Treating Experimental Arthritis with the Innate Immune Inhibitor Interleukin-37 Reduces Joint and Systemic Inflammation
IL-37, a member of the IL-1 family, has recently been characterised as a fundamental inhibitor of innate inflammation. This study examines the effects of recombinant IL-37 on joint inflammation and pathology in a mouse model of arthritis, and also explores its potential in the treatment of human joint inflammation.

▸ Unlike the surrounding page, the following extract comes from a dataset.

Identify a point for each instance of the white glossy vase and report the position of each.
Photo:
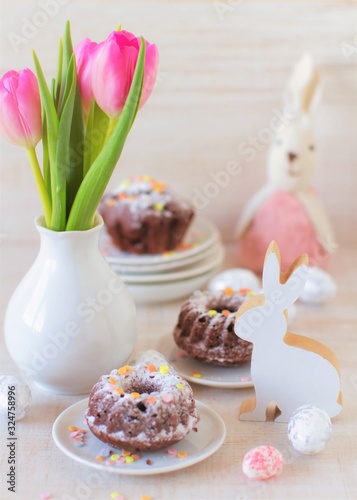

In this mouse model of experimental arthritis, short-term, low-dose treatment with IL-37 suppressed joint and systemic inflammation. Wild-type mice received three intraperitoneal doses of IL-37 (1 µg per mouse), or human serum albumin as vehicle control, 24-, 12, and 2 hours before streptococcal cell wall induction of arthritis (intra-articular injection) or peritonitis (peritoneal injection).
IL-37-treated mice exhibited a 51.7% reduction in the severity of arthritis compared with vehicle-treated mice (P<0.01). However, treatment with IL-37 in IL-1R8-deficient mice did not reduce synovial cytokine levels or improve joint inflammation or swelling, suggesting that the IL-1R8 receptor is required for IL-37 to have its anti-inflammatory effect.
Examination of IL-37 and IL-1R8 gene expression in the synovia of patients with RA showed that ILR-1R8 expression but not IL-37 is increased. This presents an opportunity for therapeutic use of exogenous IL-37 in human joint inflammation.
This study demonstrates a rationale for using recombinant IL-37 in the treatment of arthritis.